En vérité, il se sentait dès maintenant chez lui, et ne se trompait point.
Angèle avait reçu, elle aussi, la veille, une lettre de Calandrap, qui lui exposait la misère de Fortuné, lui apprenait que celui-ci, sans doute, irait bientôt la voir. Mais, depuis des mois déjà, Angèle espérait le retour de son premier mari. Elle disposait à table, à chaque repas, le couvert de l’absent, certaine qu’il saurait la retrouver à la longue.
— Mon pauvre amour, disait-elle à Lorillard, comme tu as dû souffrir !
Elle touchait amoureusement les loques du vagabond tant aimé, baisait le visage crasseux, caressait la barbe embroussaillée.
— Viens par ici, dit-elle enfin. J’ai conservé du linge et des habits d’Edgar…

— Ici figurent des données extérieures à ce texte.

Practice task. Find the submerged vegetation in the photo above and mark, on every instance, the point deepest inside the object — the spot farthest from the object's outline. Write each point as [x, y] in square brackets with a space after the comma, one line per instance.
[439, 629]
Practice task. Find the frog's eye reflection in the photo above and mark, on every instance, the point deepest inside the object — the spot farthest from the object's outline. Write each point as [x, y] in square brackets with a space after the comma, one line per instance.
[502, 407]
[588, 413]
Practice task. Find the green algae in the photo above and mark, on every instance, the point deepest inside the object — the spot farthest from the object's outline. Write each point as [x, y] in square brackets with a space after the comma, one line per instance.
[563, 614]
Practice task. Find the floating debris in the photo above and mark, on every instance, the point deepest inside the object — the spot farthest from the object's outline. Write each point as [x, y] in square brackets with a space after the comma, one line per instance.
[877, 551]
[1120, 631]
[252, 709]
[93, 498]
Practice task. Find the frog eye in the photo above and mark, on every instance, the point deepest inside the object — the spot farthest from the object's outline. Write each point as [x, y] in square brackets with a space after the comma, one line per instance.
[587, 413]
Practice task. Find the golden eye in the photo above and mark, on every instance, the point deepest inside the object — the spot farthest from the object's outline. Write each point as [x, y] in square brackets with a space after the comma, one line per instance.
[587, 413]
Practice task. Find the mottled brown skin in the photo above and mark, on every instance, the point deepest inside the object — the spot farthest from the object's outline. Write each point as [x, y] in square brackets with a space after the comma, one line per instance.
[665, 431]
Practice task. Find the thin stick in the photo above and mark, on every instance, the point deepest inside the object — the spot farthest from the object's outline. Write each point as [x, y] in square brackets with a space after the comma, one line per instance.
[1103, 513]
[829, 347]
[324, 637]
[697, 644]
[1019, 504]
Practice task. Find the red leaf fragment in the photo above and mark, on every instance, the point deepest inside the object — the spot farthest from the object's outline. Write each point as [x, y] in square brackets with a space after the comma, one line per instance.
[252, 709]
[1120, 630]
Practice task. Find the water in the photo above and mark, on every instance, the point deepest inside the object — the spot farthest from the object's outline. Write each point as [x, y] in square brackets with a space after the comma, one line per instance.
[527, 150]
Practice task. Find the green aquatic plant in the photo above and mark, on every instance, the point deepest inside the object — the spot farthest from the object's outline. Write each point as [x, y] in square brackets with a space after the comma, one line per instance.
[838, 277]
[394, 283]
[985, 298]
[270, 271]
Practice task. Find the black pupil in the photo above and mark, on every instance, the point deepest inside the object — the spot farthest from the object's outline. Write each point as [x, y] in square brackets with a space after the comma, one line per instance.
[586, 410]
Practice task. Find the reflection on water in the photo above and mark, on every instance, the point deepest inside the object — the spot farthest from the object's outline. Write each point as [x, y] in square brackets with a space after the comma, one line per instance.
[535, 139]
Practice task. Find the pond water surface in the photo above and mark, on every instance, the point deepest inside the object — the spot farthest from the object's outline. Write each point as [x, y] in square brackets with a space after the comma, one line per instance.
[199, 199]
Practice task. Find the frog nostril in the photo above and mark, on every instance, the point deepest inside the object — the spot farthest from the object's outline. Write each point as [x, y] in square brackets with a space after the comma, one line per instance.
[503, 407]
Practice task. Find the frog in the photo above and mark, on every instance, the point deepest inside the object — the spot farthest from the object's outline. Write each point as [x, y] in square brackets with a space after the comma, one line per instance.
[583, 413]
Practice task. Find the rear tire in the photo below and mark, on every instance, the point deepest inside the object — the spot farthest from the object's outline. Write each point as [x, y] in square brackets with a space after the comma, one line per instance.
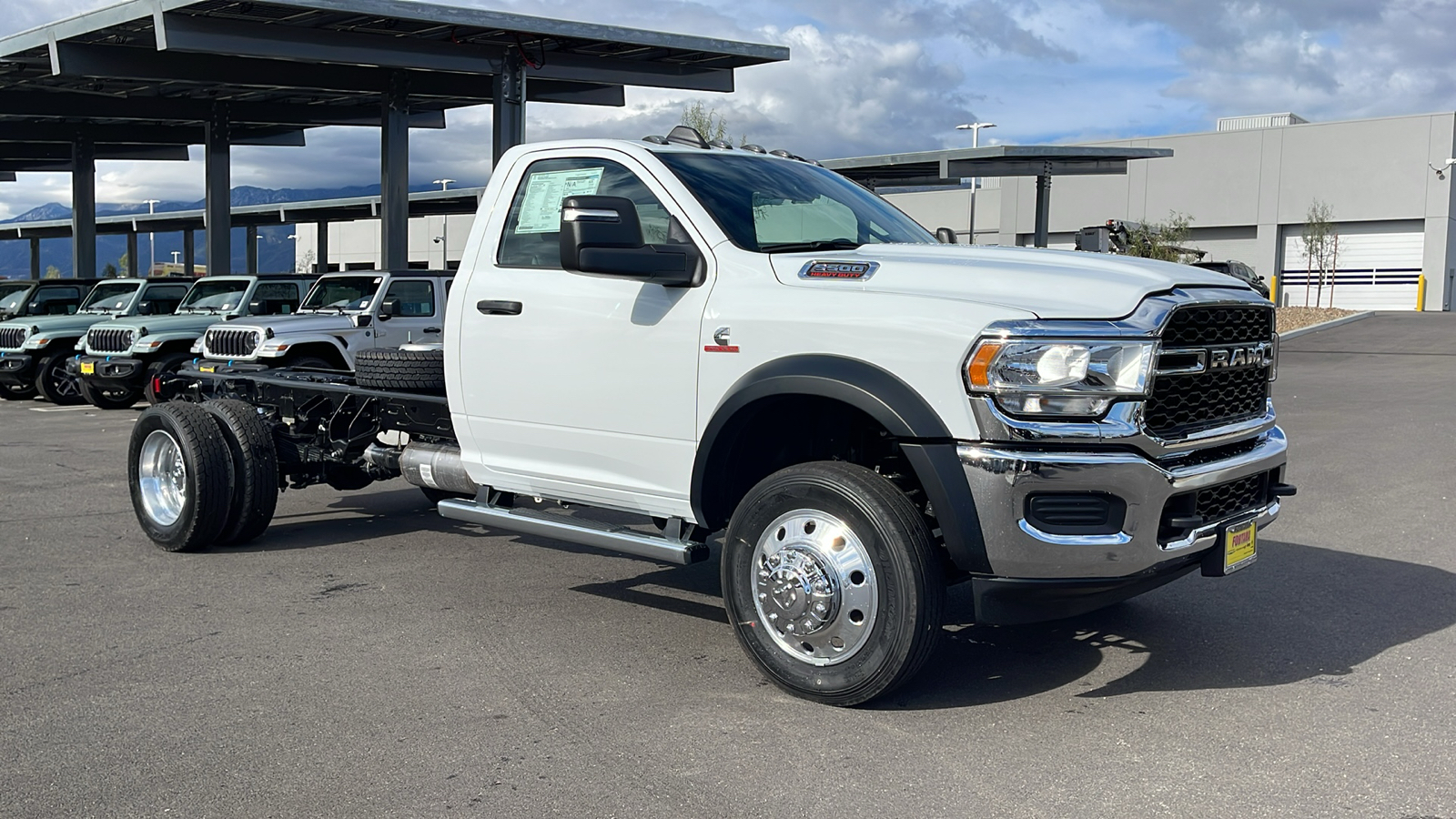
[181, 475]
[255, 470]
[400, 369]
[108, 398]
[832, 581]
[55, 383]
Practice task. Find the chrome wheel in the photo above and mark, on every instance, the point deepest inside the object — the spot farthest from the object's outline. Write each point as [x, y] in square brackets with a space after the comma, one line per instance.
[162, 479]
[814, 588]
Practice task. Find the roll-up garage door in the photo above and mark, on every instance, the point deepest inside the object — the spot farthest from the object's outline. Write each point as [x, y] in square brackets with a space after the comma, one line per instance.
[1378, 267]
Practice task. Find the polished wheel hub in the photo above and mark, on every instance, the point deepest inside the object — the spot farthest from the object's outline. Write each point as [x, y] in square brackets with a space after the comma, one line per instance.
[162, 479]
[814, 588]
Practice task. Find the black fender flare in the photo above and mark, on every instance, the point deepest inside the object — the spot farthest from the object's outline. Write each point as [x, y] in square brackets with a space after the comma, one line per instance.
[881, 395]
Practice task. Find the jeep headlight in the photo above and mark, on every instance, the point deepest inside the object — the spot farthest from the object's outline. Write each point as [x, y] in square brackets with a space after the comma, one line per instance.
[1059, 378]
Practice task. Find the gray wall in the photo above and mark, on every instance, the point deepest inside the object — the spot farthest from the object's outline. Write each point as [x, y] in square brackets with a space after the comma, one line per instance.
[1242, 189]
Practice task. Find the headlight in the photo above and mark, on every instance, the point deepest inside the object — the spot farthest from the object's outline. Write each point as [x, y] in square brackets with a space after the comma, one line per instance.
[1059, 378]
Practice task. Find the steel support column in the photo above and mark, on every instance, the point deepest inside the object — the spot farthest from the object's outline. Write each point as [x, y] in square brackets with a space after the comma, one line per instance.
[252, 249]
[218, 216]
[322, 252]
[1043, 208]
[393, 186]
[509, 106]
[84, 207]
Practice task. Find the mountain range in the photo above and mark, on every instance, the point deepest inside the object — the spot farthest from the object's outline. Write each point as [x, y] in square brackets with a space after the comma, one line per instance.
[274, 251]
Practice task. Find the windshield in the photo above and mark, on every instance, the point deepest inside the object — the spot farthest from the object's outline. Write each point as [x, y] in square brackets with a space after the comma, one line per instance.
[215, 296]
[342, 293]
[12, 295]
[772, 206]
[111, 298]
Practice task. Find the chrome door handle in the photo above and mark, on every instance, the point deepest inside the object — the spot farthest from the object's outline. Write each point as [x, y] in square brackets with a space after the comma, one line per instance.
[492, 308]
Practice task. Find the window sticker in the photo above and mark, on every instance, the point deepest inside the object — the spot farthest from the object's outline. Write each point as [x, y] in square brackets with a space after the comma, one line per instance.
[541, 208]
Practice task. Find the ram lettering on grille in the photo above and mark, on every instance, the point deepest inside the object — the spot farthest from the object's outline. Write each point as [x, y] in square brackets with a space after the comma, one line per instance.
[1186, 402]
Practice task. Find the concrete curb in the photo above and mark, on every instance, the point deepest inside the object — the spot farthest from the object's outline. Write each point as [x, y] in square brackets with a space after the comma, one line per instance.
[1324, 325]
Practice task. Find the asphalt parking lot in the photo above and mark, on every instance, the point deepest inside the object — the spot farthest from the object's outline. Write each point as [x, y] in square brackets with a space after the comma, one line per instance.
[368, 658]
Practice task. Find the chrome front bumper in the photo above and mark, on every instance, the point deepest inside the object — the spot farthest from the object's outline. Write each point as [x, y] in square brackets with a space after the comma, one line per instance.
[1002, 475]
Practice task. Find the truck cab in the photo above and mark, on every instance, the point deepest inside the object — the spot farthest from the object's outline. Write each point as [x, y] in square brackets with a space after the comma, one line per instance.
[35, 350]
[342, 314]
[124, 358]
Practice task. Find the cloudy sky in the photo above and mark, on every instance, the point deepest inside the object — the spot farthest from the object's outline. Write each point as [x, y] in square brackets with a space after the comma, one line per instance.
[875, 76]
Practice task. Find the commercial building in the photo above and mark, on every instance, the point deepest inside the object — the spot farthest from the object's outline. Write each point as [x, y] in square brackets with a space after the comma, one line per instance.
[1249, 188]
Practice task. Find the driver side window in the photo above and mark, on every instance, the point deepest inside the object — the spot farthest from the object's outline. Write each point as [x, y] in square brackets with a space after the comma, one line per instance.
[533, 225]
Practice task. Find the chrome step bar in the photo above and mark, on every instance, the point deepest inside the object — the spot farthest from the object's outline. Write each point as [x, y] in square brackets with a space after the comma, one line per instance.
[584, 532]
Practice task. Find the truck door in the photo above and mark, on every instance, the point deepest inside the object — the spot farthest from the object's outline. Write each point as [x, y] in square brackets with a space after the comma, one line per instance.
[579, 387]
[410, 310]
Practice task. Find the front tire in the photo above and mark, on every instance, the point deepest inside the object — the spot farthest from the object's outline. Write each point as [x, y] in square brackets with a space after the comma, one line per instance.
[181, 475]
[55, 383]
[832, 581]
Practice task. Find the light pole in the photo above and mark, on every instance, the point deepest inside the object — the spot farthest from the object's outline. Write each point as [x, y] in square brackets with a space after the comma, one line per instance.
[976, 181]
[152, 241]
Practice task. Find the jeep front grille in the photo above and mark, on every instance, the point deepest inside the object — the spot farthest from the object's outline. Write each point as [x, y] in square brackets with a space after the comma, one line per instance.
[1188, 402]
[109, 339]
[230, 343]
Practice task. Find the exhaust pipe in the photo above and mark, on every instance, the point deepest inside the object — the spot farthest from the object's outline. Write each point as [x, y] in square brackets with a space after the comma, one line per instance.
[437, 468]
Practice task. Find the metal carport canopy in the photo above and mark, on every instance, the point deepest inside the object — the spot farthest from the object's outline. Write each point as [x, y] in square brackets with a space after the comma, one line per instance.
[245, 70]
[950, 167]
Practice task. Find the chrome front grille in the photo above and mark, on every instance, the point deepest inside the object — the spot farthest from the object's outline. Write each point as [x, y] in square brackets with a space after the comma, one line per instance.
[1186, 402]
[109, 339]
[230, 343]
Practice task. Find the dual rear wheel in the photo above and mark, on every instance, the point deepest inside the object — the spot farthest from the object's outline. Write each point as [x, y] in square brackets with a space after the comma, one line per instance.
[203, 474]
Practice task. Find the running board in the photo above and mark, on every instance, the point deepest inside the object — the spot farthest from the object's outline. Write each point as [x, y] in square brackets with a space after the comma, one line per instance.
[584, 532]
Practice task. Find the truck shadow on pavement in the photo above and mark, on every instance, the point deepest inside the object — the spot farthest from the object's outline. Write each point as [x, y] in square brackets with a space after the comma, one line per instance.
[1300, 614]
[351, 518]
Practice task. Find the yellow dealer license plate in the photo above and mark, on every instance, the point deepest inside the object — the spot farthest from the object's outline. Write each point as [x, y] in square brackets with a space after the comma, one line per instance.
[1239, 547]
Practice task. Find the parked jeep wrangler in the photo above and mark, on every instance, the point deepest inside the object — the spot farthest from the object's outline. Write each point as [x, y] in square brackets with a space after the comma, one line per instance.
[124, 359]
[35, 350]
[44, 298]
[342, 314]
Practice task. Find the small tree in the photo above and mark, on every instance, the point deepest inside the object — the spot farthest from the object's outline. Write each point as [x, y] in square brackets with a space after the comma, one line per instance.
[1321, 249]
[706, 121]
[1164, 241]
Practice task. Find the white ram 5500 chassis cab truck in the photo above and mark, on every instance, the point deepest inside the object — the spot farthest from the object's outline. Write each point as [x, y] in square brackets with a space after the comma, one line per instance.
[733, 341]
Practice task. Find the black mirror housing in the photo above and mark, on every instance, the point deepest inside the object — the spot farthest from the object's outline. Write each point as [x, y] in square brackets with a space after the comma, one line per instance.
[602, 235]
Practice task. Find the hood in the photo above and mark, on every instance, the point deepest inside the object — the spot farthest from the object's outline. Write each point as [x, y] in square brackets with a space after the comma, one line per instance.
[1052, 285]
[172, 322]
[75, 322]
[293, 324]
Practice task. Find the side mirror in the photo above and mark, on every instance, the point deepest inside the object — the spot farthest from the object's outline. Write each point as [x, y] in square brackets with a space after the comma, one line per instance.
[602, 235]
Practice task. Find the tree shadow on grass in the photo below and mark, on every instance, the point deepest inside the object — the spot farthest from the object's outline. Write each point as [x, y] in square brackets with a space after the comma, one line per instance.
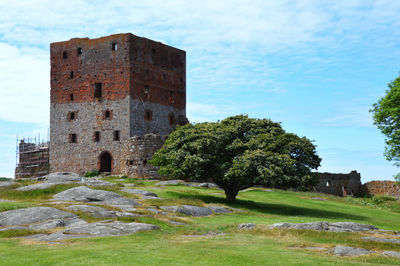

Elle l’emmena. J’attendis pendant trois quarts d’heure. Puis ils revinrent tous les deux. Fortuné était lavé, rasé, peigné, parfumé. Il portait un faux-col, une cravate, un complet fort propre, mais un peu étroit, dépouilles de feu Dujardin. Il avait l’air, ainsi d’un bourgeois assez important.
Puisque l’on m’invitait à dîner, je ne voulus pas être en reste. Je demandai permission de sortir, pour me procurer du champagne. Nous étions déjà dans la salle à manger. Fortuné servait la soupe. Il me recommanda de me dépêcher, pour ne pas la laisser refroidir.
Je ne mis guère de temps, et revins, avec une bouteille sous chaque bras. Comme j’entrais, sans prévenir, j’aperçus Angèle à genoux, mains jointes, devant Fortuné.